非常に面白い記事だった。「なぜ若者は車から離れたのか」→「もともと近づいた経験がないので、離れているという意識がない」。どの論文も読み応えがあった。

 

かねてから、若者の本音を聞いてみたかった。クルマについてどう考え、感じているのか。期待を裏切らない答えが返ってきた。

 

ただ、今の若者たちは、ただ変化がしたくない、動かしたくない、物欲がない、とか、そういうわけではなさそうだ。それは、以前からも思っていたし、この記事からも、感じた。

 

彼らなりの思考であったり、評価基準がある。動くための動機になるベースが、我々とぜんぜん違う。「携帯やスマホでゴニョゴニョやってないで、外で金を使って遊んでこい!」と我々世代は思ってしまうが、彼ら・彼女らが、携帯を使って 何をゴニョゴニョ やっているのか、本当のところは、我々世代は把握できていない。把握できていない、ということをまず理解するべき。

 

我々世代にとっては、クルマはデートのアイテムであり、ファッションであり、物欲や所有欲や見栄や、そういうものを満たすためのシンボル的なものであったけど、今、そういう社会風潮ではなくなったのは事実。我々はそれを過去の記憶(思い出)とともに、名残惜しんでいるだけかもしれない。

 

2ページ目に学生がこんなことが書いてあるね。

 

引用:

長らく若者のクルマ離れが叫ばれています。しかし私を含め若者は、そもそもクルマに近づいてなどいないのです。

 

なぜ、興味がないのでしょうか。初回の今回は、「なぜ私はクルマに興味を感じないのか」を考えてみます。

 

最も大きな要因は、「買うお金がないから」ではなく、「必要がないから」です。なぜ必要ではないかと言えば「公共交通機関が発達しているから」となるでしょう。しかし私の真意はそこにはないのです。

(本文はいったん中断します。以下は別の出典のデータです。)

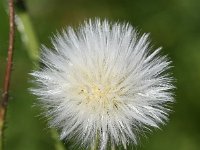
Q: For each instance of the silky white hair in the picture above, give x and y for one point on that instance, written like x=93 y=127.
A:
x=102 y=84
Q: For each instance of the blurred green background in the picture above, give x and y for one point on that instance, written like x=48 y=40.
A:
x=173 y=24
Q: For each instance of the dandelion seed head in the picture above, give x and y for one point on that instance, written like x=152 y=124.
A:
x=103 y=83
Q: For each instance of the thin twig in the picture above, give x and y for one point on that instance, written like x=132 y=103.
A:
x=4 y=101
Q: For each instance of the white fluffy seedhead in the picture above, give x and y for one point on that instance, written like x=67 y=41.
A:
x=103 y=84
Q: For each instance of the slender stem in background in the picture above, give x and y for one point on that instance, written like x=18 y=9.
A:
x=4 y=101
x=26 y=29
x=30 y=40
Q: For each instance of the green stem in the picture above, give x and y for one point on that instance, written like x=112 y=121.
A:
x=30 y=40
x=28 y=35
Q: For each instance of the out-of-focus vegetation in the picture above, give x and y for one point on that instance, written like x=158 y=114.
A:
x=173 y=24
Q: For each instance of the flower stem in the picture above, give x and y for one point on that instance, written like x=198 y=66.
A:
x=6 y=86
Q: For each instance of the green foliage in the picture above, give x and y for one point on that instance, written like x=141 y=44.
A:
x=173 y=24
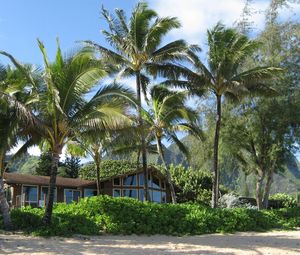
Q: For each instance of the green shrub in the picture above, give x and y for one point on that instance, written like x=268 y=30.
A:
x=95 y=215
x=283 y=200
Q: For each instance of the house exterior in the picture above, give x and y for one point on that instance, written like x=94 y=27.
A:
x=25 y=189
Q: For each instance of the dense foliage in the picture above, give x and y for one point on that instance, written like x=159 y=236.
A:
x=104 y=214
x=283 y=200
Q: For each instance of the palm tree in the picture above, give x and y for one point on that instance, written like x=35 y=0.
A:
x=167 y=115
x=137 y=51
x=63 y=112
x=226 y=76
x=12 y=82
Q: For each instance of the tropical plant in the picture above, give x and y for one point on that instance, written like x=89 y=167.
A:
x=138 y=52
x=63 y=111
x=224 y=76
x=12 y=84
x=168 y=114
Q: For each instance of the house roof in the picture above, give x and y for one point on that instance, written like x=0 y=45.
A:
x=15 y=178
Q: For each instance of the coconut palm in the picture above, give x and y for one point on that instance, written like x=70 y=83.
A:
x=167 y=115
x=224 y=76
x=63 y=110
x=138 y=50
x=12 y=82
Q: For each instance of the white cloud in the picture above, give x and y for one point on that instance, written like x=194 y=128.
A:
x=196 y=16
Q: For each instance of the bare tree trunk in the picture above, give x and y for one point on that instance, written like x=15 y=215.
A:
x=52 y=184
x=168 y=174
x=4 y=207
x=98 y=162
x=267 y=189
x=258 y=190
x=215 y=191
x=143 y=142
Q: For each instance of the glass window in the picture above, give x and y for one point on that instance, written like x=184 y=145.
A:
x=130 y=193
x=68 y=196
x=72 y=195
x=117 y=193
x=76 y=195
x=141 y=179
x=141 y=194
x=117 y=182
x=130 y=180
x=149 y=181
x=163 y=197
x=30 y=195
x=44 y=196
x=155 y=182
x=156 y=196
x=90 y=192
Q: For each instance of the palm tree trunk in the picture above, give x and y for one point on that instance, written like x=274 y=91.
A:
x=52 y=184
x=168 y=174
x=4 y=207
x=258 y=190
x=98 y=162
x=143 y=142
x=267 y=189
x=215 y=192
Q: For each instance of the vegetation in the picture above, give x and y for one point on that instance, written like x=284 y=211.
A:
x=246 y=120
x=104 y=214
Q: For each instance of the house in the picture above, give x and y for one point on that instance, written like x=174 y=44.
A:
x=25 y=189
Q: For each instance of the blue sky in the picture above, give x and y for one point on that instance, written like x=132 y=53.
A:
x=22 y=22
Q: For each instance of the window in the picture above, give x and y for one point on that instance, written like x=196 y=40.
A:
x=141 y=179
x=163 y=197
x=90 y=192
x=30 y=195
x=141 y=195
x=155 y=182
x=156 y=196
x=130 y=193
x=117 y=193
x=130 y=180
x=44 y=196
x=72 y=195
x=117 y=182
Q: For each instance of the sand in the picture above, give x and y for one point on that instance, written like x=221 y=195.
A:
x=277 y=242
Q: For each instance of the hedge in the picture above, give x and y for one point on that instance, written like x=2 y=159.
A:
x=104 y=214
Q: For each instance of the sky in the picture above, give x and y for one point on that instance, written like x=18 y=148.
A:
x=22 y=22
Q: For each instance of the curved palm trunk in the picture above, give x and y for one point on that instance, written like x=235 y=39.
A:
x=52 y=184
x=215 y=192
x=97 y=159
x=168 y=174
x=4 y=207
x=267 y=188
x=143 y=142
x=258 y=190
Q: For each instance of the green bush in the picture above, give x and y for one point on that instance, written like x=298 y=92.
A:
x=100 y=214
x=283 y=200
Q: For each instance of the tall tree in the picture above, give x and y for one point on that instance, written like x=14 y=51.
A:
x=63 y=111
x=138 y=51
x=12 y=84
x=168 y=114
x=268 y=126
x=223 y=77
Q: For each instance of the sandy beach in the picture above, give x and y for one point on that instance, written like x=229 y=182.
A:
x=277 y=242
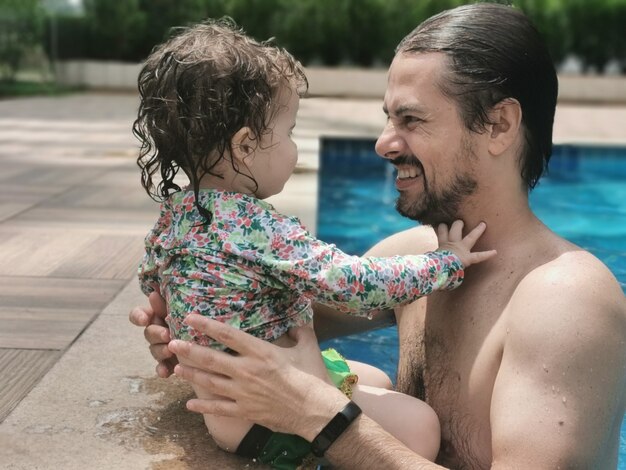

私は、他人や自然環境に迷惑をかけてでも手にしたい欲求と規範とを天秤にかけるのです。

 

クルマに乗れば、交通事故で人を殺すかもしれません。排ガスは自然を破壊するかもしれません。維持費は他の支出を圧迫するでしょう。それにも関わらずクルマが欲しいのであれば、買えば良いでしょう。お金がなければ貯めればよいでしょう。けれども私には、これらのデメリットを越えるほどのメリットが感じられないのです。コンコルドがその速さ以上に環境に負荷をかけることによって進化の袋小路に入ってしまったことを想起せざるを得ないのです。

:引用終り。

 

もちろん、この彼のコメントが若者代表ではない。彼らは、都心にある有名大学に通うインテリ。地方の大学生であれば、クルマは今だに「足」として必要な人も多いだろう。ただ、総じて、こういう考え方を持つ、持ち始めている若者が増えている、ということは言えると思う。

 

社会への関心とか、ボランティアへの参加とか、エコへの興味とか、そういうものについては、少なくとも我々が「若者」と言われていた頃よりも今の若者のほうが、ずっとしっかりと自分の意志をもっているように感じる。

 

クルマメーカーだけの問題ではなく、社会全体の問題だと思う。エコシステムというべきものか。本記事中にも、カーシェアリングについてコメントしていた学生がいたが、あれを実現するためには、クルマメーカーだけでなく、社会全体が変わっていく仕組みの変化が必要。また、車検制度や税金、駐車料金など、維持するための固定費の高さが、他と比べても際立ってきており、そういう部分の根本的な改革も必要だろう。

 

以上。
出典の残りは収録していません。